Some or all of the operations set forth in the method 700 may be included as a utility, program, or subprogram, in any desired computer accessible medium. In addition, the method 700 may be embodied by a computer program, which may exist in a variety of forms both active and inactive. For example, they may exist as machine-readable instructions, including source code, object code, executable code or other formats. Any of the above may be embodied on a non-transitory computer readable storage medium.
Examples of non-transitory computer readable storage media include computer system RAM, ROM, EPROM, EEPROM, and magnetic or optical disks or tapes. It is therefore to be understood that any electronic device capable of executing the above-described functions may perform those functions enumerated above.
In the foregoing description, various inventive examples are described, including devices, systems, methods, and the like. For the purposes of explanation, specific details are set forth in order to provide a thorough understanding of examples of the disclosure. However, it will be apparent that various examples may be practiced without these specific details. For example, devices, systems, structures, assemblies, methods, and other components may be shown as components in block diagram form in order not to obscure the examples in unnecessary detail. In other instances, well-known devices, processes, systems, structures, and techniques may be shown without necessary detail in order to avoid obscuring the examples.

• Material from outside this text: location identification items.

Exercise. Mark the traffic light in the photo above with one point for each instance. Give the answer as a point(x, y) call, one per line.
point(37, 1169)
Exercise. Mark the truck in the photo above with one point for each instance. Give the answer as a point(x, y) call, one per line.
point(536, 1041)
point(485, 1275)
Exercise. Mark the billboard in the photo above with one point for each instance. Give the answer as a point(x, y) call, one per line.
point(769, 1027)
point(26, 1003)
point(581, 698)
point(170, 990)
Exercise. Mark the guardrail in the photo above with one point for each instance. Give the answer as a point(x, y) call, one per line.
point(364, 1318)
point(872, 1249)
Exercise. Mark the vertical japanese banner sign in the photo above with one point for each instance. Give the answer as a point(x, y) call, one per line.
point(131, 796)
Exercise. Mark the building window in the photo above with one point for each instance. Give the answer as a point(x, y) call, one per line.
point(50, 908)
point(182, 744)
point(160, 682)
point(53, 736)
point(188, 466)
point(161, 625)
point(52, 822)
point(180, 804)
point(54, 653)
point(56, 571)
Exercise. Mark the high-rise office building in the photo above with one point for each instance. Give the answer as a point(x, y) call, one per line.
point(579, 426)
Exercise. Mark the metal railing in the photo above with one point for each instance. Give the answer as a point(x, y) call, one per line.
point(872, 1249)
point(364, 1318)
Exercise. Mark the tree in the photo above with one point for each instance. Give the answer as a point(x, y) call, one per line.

The figures and description are not intended to be restrictive. The terms and expressions that have been employed in this disclosure are used as terms of description and not of limitation, and there is no intention in the use of such terms and expressions of excluding any equivalents of the features shown and described or portions thereof. The word “example” is used herein to mean “serving as an example, instance, or illustration.” Any embodiment or design described herein as “example’ is not necessarily to be construed as preferred or advantageous over other embodiments or designs.
Although the methods and systems as described herein may be directed mainly to digital content, such as videos or interactive media, it should be appreciated that the methods and systems as described herein may be used for other types of content or scenarios as well. Other applications or uses of the methods and systems as described herein may also include social networking, marketing, content-based recommendation engines, and/or other types of knowledge or data-driven systems.